Sanjay Maharaj said...

I know how frustrating it must be to be challenged with family who do not cooperate. I agree with you that they do not realize it will beneift them and the family to have the information recorded. You have some good tips on how to dela with this situation and it indeed is a real sales job to convince then to cooperate.

Barbara Poole said...

Betty, I thought more people would comment. My two cents worth are as follows. If you can visit this person, I would take my genealogy group sheets to show her and let her see that her line is missing. Share with her some of the episodes of WDYTYA? Bring your laptop and show some of the blogs where people share information. If she has children, she might want to pass down her heritage to them. Or, she can tell you whatever, with the promise you won't put anything in print, until she passes. Also, show her all the things you can get online about her, SSDI (when it happens), birth records, cem. records, google her name and see if anything shows up. Bet she just isn't aware. Good Luck!

Betty said...

Thanks, Sanjay & Barb for your comments. Very good suggestions, Barb! I have not had this problem myself lately, but I know of others who have, and will pass on your ideas for coping with this!

Renate Yarborough Sanders said...

Betty, thanks for sharing this post. This is an issue that I still find so very frustrating! I have relatives who have crucial information about my brick-wall ancestors, both in written documents and from personal knowledge, but they refuse to talk to me! These are older relatives, who aren't online (as far as I know), and they don't live near me. I will heed your advice, and that given by others, but the who situation just makes me want to scream! LOL. (Thanks for letting me get that out.)

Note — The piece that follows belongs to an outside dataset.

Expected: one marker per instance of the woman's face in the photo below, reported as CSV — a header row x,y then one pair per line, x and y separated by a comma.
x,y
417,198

Kathleen Brandt, Professional Genealogist said...

Thanks for this posts. I believe in the power of positive energy (through prayer). And the first thing I usually have to do, is release my prejudices against this person and remember there is probably a reason. With love, I like to build a relationship minus the genealogy. Get to know them. I know, we don't have time, but then again your dead ancestor isn't going anywhere, and you may be able to make a difference to this living relative.
In my younger years, I'd just make up a scandalous story and they would reveal a lot just to shut me up and prevent me from making a fiction out of their family. But that's kind of devious isn't it. (It did work though!)